CONTRATAPA
› Por Dahiana Belfiori
Las uñas de los dedos índice y medio se turnan para formar una "O" mientras rasgan la piel bajo la uña del pulgar de la mano derecha. La piel está endurecida en esa zona, una especie de callo soporta la manía de ser arrancada cada vez que Carmen piensa arrebatada. Está sentada en una silla de escritorio. La pierna izquierda se balancea sobre la derecha. Los dedos de la mano derecha, apoyada sobre la pierna izquierda, mantienen el ritmo de su tic nervioso. La mano izquierda, con su antebrazo y con su codo, sostienen la frente pesada y pensada sobre la mesa de trabajo. De vez en cuando, la mano izquierda, resbala desde la frente y frota cada ojo debajo de los lentes, obligando a la cabeza a echarse para atrás unos segundos, para luego volver a caer agobiada sobre la mano, una vez enjugada la mirada. Carmen está cansada. Muy cansada. A veces cambia de posición, se endereza, estira los brazos hacia atrás y deposita la palma de sus manos en la nuca. Presiona. La columna habla su lenguaje de vértebras, líquidos y cartílagos. Cruje en un lenguaje escoliósico y rectificado a la vez; desvíos de la norma, que no hacen más que confirmar un trabajo insalubre, como todos los trabajos. No tiene una columna sana, lo sabe y aún sabiendo, la sigue forzando. Raquis que no soporta la prueba de los rayos X, pero que sin embargo resiste más de una duda existencial y más de una decisión sin consuelo.
¿Qué hace Carmen? Carmen escribe. La redacción del diario en el que trabaja se fue quedando cada vez más vacía y silenciosa. La noche entra en la madrugada. Oye al editor a lo lejos apurándola en un toctoctoc de lapicera sobre el escritorio, señal impaciente que ella conoce de memoria. Hay que cerrar y ella todavía no abrió nada. Ni una letra, ni el procesador de texto. Está acostumbrada a ese ritmo que marca el contrarreloj de la entrega. Hoy es su aliado. La columna vertebral de la columna de opinión asoma. Y lo hace sabiendo que pierde su trabajo.
Los negocios que dejan plata en la ciudad son siempre los mismos. Alejandro está felizmente casado con su felizmente casada esposa esposada. Tiene cuatro felices hijos. Todos asisten a un feliz colegio trilingüe. Viven en uno de los tantos felices barrios privados que proliferaron en las últimas décadas en la ciudad de los negocios. Alejandro tiene una empresa respetable de venta de servicios que aseguran todos los huecos de las felices vidas. Alejandro ve apenas empañada su felicidad cuando se entera que hay una denuncia en su contra. Alejandro es una fachada de felicidad: su goce no está en la esposa esposada, los hijos privados, los barrios trilingües, los colegios felices. Alejandro tiene poder. Y puede.
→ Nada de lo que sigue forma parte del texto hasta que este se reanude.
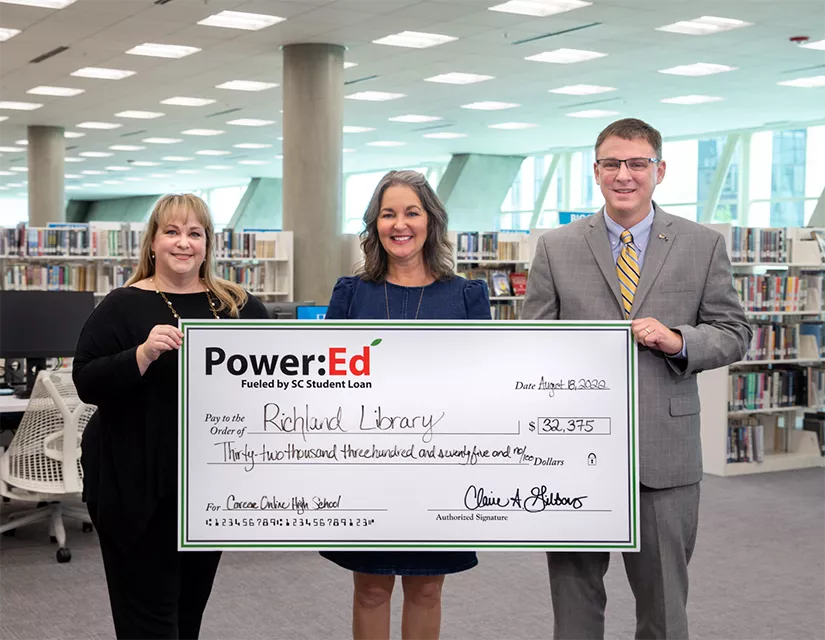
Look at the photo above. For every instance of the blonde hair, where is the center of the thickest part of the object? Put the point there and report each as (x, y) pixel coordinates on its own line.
(231, 296)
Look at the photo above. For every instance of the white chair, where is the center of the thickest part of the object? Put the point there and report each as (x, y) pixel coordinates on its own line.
(42, 463)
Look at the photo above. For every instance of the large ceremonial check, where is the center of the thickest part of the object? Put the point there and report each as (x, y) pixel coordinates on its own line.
(408, 435)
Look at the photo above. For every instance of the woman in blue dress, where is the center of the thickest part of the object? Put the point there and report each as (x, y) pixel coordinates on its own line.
(407, 275)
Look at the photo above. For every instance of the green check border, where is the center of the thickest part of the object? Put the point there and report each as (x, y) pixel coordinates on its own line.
(183, 398)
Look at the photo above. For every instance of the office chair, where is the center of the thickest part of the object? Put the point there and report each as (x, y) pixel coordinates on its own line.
(42, 463)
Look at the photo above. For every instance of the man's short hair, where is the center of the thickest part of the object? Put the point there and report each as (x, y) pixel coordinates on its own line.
(632, 129)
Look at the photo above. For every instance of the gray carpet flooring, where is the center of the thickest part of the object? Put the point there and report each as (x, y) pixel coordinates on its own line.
(758, 574)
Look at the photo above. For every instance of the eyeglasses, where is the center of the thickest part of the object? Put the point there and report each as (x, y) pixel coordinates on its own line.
(634, 164)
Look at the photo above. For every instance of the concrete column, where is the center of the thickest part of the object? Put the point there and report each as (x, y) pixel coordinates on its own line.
(47, 151)
(313, 97)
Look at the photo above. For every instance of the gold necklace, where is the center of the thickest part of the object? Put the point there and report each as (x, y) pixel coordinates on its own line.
(387, 301)
(172, 309)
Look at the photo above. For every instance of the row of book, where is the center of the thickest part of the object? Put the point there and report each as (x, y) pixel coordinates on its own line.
(746, 440)
(768, 389)
(101, 239)
(121, 240)
(501, 283)
(758, 245)
(780, 293)
(786, 341)
(492, 245)
(100, 278)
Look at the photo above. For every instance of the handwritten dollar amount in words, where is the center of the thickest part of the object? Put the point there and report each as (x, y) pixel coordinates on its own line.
(570, 426)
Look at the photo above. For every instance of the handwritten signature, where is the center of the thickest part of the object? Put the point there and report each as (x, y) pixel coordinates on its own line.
(538, 500)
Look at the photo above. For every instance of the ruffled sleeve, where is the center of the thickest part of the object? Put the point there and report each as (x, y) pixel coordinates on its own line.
(341, 299)
(477, 300)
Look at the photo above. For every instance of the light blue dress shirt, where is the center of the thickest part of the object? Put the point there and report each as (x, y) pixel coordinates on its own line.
(641, 236)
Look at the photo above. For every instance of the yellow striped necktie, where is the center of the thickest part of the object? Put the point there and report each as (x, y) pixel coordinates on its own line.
(628, 270)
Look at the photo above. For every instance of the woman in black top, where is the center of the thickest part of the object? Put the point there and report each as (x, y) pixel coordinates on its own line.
(126, 363)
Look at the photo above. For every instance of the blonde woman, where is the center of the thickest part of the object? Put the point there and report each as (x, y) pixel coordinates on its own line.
(126, 364)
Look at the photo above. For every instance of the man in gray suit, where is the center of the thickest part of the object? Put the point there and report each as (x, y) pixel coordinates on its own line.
(672, 279)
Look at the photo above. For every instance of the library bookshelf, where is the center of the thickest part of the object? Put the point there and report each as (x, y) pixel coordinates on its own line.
(759, 415)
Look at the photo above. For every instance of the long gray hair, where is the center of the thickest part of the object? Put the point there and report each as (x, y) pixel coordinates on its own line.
(438, 251)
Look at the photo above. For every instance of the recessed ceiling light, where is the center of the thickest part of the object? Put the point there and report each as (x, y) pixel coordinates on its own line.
(182, 101)
(7, 34)
(241, 20)
(490, 106)
(697, 69)
(566, 56)
(415, 39)
(20, 106)
(539, 8)
(805, 83)
(582, 90)
(45, 4)
(64, 92)
(819, 44)
(415, 118)
(512, 126)
(155, 50)
(445, 135)
(375, 96)
(140, 115)
(459, 78)
(592, 113)
(704, 25)
(693, 99)
(250, 122)
(102, 74)
(99, 125)
(246, 85)
(386, 143)
(202, 132)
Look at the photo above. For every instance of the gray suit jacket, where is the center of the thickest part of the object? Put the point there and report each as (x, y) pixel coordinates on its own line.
(686, 284)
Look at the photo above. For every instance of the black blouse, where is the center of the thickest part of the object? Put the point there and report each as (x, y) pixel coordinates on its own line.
(129, 449)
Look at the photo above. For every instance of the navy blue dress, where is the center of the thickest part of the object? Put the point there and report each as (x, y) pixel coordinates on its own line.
(454, 299)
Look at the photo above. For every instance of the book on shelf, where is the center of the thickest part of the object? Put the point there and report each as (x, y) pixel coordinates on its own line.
(816, 422)
(746, 440)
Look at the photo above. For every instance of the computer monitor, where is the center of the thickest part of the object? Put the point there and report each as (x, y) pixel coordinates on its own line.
(36, 325)
(285, 310)
(310, 312)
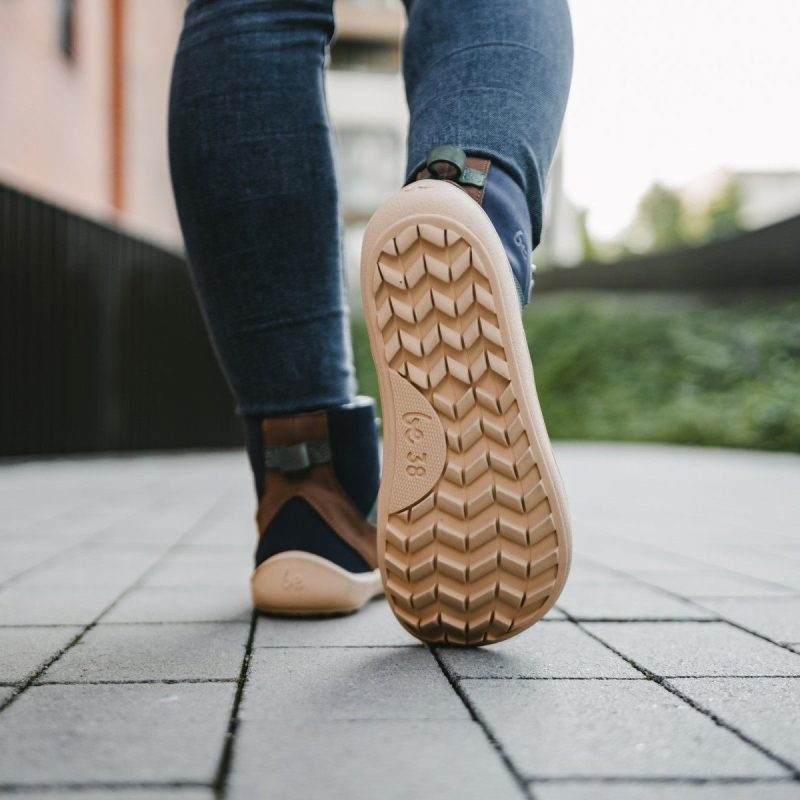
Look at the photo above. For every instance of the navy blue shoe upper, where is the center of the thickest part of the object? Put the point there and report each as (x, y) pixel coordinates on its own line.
(356, 463)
De uno de los prostíbulos de esa misma ciudad, se fuga una niña de 14 años. La niña cuenta su historia a una amiga que la aloja en la desesperación de la injusticia. La amiga conoció a personas en este tiempo que la acompañaron a buscarla. La niña le confirma los datos. La niña tiene miedo.
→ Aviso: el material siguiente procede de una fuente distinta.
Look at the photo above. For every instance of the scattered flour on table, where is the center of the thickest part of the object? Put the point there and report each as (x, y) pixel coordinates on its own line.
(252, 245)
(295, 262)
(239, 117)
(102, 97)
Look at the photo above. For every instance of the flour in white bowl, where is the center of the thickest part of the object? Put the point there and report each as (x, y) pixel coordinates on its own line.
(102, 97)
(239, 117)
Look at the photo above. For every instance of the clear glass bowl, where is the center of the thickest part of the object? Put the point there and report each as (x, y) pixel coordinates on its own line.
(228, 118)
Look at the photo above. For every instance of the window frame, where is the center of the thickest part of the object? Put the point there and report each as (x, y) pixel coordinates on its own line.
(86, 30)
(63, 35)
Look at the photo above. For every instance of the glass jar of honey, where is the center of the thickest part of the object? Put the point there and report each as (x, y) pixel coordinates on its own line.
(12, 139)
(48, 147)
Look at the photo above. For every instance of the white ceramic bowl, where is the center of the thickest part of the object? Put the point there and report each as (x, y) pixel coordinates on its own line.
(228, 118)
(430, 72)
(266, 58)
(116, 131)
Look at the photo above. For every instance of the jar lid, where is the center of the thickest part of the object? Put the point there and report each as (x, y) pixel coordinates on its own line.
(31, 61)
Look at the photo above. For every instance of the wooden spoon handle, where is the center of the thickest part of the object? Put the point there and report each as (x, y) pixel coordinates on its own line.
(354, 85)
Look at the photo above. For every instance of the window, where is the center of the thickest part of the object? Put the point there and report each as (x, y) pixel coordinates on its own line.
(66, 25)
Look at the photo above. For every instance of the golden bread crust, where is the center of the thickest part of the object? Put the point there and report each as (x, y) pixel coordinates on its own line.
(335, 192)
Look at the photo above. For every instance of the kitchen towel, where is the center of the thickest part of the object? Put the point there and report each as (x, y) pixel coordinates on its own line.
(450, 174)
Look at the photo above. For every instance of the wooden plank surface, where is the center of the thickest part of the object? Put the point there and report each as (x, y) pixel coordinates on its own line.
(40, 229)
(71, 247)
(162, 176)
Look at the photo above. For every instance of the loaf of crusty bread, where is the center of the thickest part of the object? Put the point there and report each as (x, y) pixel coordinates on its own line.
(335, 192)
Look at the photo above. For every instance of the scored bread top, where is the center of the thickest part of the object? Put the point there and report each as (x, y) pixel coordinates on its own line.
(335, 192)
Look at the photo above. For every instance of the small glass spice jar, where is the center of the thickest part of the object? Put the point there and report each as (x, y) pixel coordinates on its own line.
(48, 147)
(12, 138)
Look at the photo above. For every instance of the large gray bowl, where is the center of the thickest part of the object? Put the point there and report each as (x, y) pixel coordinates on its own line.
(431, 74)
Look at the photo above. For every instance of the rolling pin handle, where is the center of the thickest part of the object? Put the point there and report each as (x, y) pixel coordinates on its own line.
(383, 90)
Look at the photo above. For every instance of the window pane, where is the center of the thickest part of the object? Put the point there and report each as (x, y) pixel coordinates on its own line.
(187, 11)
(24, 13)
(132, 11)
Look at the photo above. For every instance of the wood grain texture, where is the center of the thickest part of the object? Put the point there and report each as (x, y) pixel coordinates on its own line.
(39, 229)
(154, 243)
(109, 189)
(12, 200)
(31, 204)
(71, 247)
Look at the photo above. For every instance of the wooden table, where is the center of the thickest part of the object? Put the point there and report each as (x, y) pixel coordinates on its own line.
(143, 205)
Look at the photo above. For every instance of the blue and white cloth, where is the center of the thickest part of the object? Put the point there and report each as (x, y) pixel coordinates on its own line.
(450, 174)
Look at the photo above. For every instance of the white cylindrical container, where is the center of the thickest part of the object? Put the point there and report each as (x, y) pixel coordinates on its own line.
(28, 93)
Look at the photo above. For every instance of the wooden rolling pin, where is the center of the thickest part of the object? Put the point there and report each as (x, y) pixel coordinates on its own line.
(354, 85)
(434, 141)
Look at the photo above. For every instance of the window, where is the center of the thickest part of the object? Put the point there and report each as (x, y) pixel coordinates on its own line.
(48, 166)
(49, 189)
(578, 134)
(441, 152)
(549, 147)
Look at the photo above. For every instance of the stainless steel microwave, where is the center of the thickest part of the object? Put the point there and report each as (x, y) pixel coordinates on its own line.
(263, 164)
En el último segundo del insistente toctoctoc Carmen entrega su columna. El editor no revisa porque ya no hay tiempo para revisar: Carmen es de confianza. La nota se publica. En general, Carmen desconoce el destino de sus palabras. Esta vez sabe lo que sucederá. Sonarán teléfonos escandalizados a primera hora de la mañana. Un trajín de voces y de gritos circulará por los pasillos del diario. El trajín irá más lejos. Se moverá algo más que una lapicera, otros callos sangrarán. Una niña contará su verdad mientras uno de los dueños del diario tendrá que dar algunas poco felices explicaciones. Una de las columnas de Carmen hace algo de justicia. La otra descansa, al fin.